“Ho dedicato molto tempo a rassicurare il team sul fatto che queste riprese non finiranno dove non dovrebbero; se, ad esempio, qualcuno afferra una telecamera e scappa con essa, non potrà accedere a quelle riprese altrove. Sono presenti tutti i controlli di privacy necessari, compresa l’autenticazione a due fattori.
Le uniche persone in azienda che possono accedere al filmato siamo io e il mio vice. Non c’è nessun altro che possa accedere a questo filmato e vorrei che restasse così perché è così facile da gestire, non c’è motivo di aprirlo a un gruppo di accesso più ampio.”
La R1 dispone anche di una funzione di pre-registrazione, il che significa che la telecamera cattura continuamente un periodo di tempo prima di essere attivata per la registrazione. In questo modo non si perdono i momenti critici che precedono un incidente (che possono rappresentare prove cruciali).
“Abbiamo provato una preregistrazione di 30 secondi, sperando che fosse sufficiente per ovviare al rimpianto post-evento del tipo “avrei voluto premere il tasto di registrazione un po’ prima”. E questo tempo è stato sufficiente in tutti i casi che abbiamo voluto approfondire, quindi 30 secondi sembrano essere il giusto livello di preregistrazione per noi.”

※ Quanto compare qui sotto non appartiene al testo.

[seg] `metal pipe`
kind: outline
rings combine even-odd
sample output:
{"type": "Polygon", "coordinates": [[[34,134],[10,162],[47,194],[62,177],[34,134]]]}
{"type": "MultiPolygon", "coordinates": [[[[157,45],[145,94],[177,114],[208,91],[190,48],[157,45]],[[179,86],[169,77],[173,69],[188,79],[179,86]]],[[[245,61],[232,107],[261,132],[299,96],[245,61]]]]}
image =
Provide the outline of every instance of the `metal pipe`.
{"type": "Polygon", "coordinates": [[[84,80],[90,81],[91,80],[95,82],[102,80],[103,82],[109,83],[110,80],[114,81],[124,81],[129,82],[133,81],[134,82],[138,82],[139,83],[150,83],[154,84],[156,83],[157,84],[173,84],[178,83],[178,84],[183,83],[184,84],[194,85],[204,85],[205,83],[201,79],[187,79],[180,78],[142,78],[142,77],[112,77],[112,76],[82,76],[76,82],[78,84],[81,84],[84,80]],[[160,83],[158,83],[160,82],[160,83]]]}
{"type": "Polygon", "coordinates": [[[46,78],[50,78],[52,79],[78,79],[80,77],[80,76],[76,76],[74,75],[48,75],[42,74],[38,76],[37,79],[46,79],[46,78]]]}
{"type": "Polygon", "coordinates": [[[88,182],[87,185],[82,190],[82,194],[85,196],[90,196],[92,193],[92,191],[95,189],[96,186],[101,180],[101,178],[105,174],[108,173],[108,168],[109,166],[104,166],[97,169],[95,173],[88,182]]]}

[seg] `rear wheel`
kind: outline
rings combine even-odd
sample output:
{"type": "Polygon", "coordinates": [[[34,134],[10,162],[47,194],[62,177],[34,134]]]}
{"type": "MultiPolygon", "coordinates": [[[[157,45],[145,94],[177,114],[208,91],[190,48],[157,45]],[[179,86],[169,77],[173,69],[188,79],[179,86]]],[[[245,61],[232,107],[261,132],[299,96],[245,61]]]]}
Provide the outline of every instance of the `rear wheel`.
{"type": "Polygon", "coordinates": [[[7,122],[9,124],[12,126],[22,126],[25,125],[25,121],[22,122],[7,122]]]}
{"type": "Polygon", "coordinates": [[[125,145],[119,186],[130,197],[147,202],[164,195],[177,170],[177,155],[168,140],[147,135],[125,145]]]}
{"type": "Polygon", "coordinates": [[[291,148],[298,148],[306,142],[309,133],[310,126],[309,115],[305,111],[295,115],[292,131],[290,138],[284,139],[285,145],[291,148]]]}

Sam ha identificato che i punti critici per gli incidenti in negozio erano gli ingressi principali e le casse, quindi è lì che sono state puntate le telecamere e i colleghi potevano scegliere di indossarne una. Le preoccupazioni riguardavano più il coinvolgimento in episodi di violenza o aggressione piuttosto che la tecnologia in sé, ma il team di Reveal ha fornito una formazione pratica per aiutare a integrare il funzionamento delle telecamere con le loro attuali procedure operative.
“Alcuni colleghi hanno segnalato nel sondaggio pre-sperimentale il timore che ciò potesse provocare i clienti. È una preoccupazione legittima, ma non c’è stato assolutamente nulla che la giustificasse o la confermasse durante tutta la sperimentazione, il che è un’ottima notizia.
Non stiamo chiedendo loro di compromettere la propria sicurezza personale, ed è chiaro che una telecamera indossabile non è uno scudo. Non è un’attrezzatura difensiva. Permette semplicemente di registrare l'interazione e, ovviamente, di allontanarsi quando non c'è altro da fare per disimpegnarsi, e abbiamo lavorato duramente per assicurarci che i colleghi capissero questo messaggio.”
La sperimentazione si è svolta in tre negozi di punta: Princes Street a Edimburgo, Oxford Street a Londra e nel centro di Nottingham, che condividono tutti una combinazione di furti e abuso di sostanze che causano interazioni aggressive.
“Volevo che la soluzione fosse giudicata in base al suo impatto, piuttosto che al suo costo.
Nell’ambito della sperimentazione, abbiamo preso due decisioni. La prima è stata quella di non comunicare ai negozi i costi del progetto, e la seconda quella di non fornire un feedback continuo sul loro utilizzo. Non volevo che diventasse una sorta di circolo vizioso di feedback negativi. Avevo bisogno che la soluzione si integrasse, e poi avremmo potuto affrontare eventuali problemi da una prospettiva d’insieme, piuttosto che reagire a una piccola cosa dopo l’altra.”